P21：For the result after above-mentioned annotation, calculate the correlation between controlling element using the corrplot bags in R and incite somebody to action High related controlling element removes at random, annotation result then is randomly divided into training set and test set two parts, wherein training Collection accounts for the 80% of total collection, and test set accounts for the 20% of total collection, and this step carries out 5 folding cross validations；

P22：Model, the machine learning are established to gained training set annotation matrix of consequence in P21 with different machines learning algorithm Method includes but is not limited to random forest, decision tree, SVMs；And referred to the reliability of test set judgment models, evaluation Mark includes sensitivity sensitivity, specific specificity, precision precision, accuracy and F1 points of the degree of accuracy Number, calculation formula are as follows：

Sensitivity=TP/ (TP+FN)

Specificity=TN/ (TN+FP)

Precision=TP/ (TP+FP)

Accuracy=(TP+TN)/(TP+FN+FP+TN)

F1=2 × TP/ (2 × TP+FP+FN)

P23：The model-evaluation index according to P22, model is optimized using element characteristics selection, comprised the following steps that： Importance ranking of the controlling element to model is obtained by model；Multiple character subsets, set are built according to the importance of element In characteristic maximum be gradually reduced to 1；The optimal subset of model is determined according to model-evaluation index, to predict new complexity Disease-susceptible humans genetic locus.
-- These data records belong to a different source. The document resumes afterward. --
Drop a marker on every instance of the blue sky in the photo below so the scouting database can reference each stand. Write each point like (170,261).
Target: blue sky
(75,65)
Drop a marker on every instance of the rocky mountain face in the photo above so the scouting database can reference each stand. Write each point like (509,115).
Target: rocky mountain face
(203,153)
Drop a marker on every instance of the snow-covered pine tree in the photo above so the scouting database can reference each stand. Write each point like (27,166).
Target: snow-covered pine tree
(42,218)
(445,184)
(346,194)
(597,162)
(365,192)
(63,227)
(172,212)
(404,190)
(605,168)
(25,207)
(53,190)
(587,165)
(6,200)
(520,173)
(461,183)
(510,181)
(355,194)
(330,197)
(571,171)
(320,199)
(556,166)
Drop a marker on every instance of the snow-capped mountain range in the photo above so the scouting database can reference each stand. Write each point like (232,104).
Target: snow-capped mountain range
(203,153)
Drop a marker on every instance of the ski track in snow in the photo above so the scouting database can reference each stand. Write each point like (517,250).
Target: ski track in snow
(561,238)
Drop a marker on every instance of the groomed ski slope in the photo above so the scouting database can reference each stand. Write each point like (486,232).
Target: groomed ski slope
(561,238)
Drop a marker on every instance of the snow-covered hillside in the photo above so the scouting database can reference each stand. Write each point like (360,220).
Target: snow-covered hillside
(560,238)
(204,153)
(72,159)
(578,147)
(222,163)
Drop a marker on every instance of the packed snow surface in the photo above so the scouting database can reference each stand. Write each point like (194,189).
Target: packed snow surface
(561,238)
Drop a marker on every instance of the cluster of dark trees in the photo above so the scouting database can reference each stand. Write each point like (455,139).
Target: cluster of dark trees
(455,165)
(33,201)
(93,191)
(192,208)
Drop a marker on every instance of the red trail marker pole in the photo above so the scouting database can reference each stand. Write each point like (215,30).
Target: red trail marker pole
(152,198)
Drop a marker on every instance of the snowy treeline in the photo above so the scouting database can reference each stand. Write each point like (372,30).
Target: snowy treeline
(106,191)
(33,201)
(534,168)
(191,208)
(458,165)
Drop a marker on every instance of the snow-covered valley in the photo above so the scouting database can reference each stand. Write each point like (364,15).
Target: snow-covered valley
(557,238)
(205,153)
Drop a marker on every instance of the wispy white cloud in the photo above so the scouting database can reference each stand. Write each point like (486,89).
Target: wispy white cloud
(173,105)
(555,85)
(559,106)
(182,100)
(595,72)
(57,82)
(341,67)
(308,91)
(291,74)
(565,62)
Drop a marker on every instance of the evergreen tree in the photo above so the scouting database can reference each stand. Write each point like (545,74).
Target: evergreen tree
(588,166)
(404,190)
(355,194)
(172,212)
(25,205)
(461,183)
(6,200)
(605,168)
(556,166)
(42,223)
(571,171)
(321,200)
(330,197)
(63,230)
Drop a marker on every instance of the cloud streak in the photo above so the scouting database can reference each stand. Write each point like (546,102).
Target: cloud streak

4. a kind of screening technique that complex disease susceptibility loci is predicted using machine learning according to claim 1, it is special Sign is that the step P3 specifically includes herein below：

P31：The optimal subset of machine learning model is obtained by P2 steps, using the controlling element included in subset to full genome Whole sites is annotated in the range of group；

P32：According to the optimal models of foundation, site whole in the range of full-length genome is predicted, finally given and the positive Controlling element annotates the potential susceptibility loci in similar site, as complex disease.